The size of the map area can vary from occupying a small section on the page, such as the Gulf of Maine Mapping Portal (GoMMaP) where the map takes up about a quarter of the web page, to covering the entire web page, such as in the Oregon Coastal Atlas or the MarineMap Decision Support Tool (DM Solutions & GoMOOS, 2009; OCMP et al., 2009; MarineMap Consortium, 2009).
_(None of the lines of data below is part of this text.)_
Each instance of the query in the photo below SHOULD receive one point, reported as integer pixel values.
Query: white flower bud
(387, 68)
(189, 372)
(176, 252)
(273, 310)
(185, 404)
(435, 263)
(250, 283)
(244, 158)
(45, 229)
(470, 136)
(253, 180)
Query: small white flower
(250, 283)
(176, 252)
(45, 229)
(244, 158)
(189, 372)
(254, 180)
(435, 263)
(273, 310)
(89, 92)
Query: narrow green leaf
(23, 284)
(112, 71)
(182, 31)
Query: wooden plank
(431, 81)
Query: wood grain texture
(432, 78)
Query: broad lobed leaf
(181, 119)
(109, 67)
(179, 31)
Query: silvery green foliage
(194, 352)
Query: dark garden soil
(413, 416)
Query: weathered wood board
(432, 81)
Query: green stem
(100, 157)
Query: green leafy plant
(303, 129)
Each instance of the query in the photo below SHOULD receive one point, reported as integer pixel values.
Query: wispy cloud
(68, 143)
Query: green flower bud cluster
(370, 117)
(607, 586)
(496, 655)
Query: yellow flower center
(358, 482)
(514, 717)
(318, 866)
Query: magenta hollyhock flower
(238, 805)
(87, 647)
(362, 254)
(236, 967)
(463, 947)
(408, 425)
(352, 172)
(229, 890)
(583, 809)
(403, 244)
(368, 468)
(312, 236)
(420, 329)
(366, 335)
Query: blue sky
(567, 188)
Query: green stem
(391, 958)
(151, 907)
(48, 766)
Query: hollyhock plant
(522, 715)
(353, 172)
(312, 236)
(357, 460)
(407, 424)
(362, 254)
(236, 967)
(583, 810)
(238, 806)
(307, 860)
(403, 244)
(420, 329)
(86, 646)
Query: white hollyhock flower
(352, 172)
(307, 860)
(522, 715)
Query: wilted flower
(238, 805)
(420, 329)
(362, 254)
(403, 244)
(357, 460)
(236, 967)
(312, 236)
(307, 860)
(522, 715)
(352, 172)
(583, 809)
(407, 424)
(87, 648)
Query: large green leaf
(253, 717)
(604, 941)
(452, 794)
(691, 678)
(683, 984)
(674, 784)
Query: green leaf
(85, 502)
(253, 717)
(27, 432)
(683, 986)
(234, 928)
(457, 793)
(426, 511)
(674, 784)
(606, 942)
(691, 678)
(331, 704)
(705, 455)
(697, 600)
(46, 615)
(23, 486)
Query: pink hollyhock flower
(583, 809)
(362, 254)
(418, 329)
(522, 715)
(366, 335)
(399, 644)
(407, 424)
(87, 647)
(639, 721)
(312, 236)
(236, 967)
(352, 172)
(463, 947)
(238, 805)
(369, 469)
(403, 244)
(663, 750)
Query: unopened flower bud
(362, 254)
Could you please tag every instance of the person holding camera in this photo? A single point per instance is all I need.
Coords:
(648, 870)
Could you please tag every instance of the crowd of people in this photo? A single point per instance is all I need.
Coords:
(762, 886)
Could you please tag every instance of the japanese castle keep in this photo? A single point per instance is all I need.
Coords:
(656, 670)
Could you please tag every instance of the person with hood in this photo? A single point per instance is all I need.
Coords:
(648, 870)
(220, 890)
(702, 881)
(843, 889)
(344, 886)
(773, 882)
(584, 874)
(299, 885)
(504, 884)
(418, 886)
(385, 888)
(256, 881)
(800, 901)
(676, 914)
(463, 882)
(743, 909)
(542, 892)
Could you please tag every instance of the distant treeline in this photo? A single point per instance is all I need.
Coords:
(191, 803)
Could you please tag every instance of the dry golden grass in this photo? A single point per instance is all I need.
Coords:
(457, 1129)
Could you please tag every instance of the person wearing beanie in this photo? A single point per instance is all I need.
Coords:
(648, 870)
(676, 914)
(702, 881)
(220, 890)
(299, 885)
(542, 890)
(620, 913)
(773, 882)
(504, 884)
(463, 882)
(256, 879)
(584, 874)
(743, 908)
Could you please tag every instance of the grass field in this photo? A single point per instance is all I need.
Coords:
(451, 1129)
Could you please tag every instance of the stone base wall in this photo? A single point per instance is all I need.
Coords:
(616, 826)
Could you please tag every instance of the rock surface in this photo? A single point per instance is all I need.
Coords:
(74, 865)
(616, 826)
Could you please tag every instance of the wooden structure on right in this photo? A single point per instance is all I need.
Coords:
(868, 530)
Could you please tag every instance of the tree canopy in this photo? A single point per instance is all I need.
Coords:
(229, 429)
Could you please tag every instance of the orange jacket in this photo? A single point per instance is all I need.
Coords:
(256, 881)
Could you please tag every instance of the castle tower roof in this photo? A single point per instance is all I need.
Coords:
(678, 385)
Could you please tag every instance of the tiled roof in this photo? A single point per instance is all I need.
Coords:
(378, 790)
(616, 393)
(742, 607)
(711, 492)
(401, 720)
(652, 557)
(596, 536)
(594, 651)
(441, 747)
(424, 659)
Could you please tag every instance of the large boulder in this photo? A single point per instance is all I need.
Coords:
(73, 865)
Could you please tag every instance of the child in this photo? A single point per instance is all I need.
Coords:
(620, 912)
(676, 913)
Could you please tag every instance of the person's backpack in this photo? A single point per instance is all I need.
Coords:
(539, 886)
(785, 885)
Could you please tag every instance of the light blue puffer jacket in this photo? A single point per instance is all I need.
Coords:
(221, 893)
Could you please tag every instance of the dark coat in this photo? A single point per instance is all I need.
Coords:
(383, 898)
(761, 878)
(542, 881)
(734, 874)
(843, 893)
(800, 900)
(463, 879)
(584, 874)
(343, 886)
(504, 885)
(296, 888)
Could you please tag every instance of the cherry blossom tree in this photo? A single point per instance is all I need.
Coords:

It is also possible to let the user choose the size of the map area they wish to interact with. In Oregon’s North Coast Explorer, for example, the user has the option of viewing a small, medium or large map (Oregon State University, 2009). Similarly, the African Marine Atlas lets the user select the pixel size of the map: 400 x 300, 600 x 450, or 800 x 600 (ODINAFRICA, 2009). This flexibility accommodates different screen resolutions and allows the user some control over how the page appears on their monitor.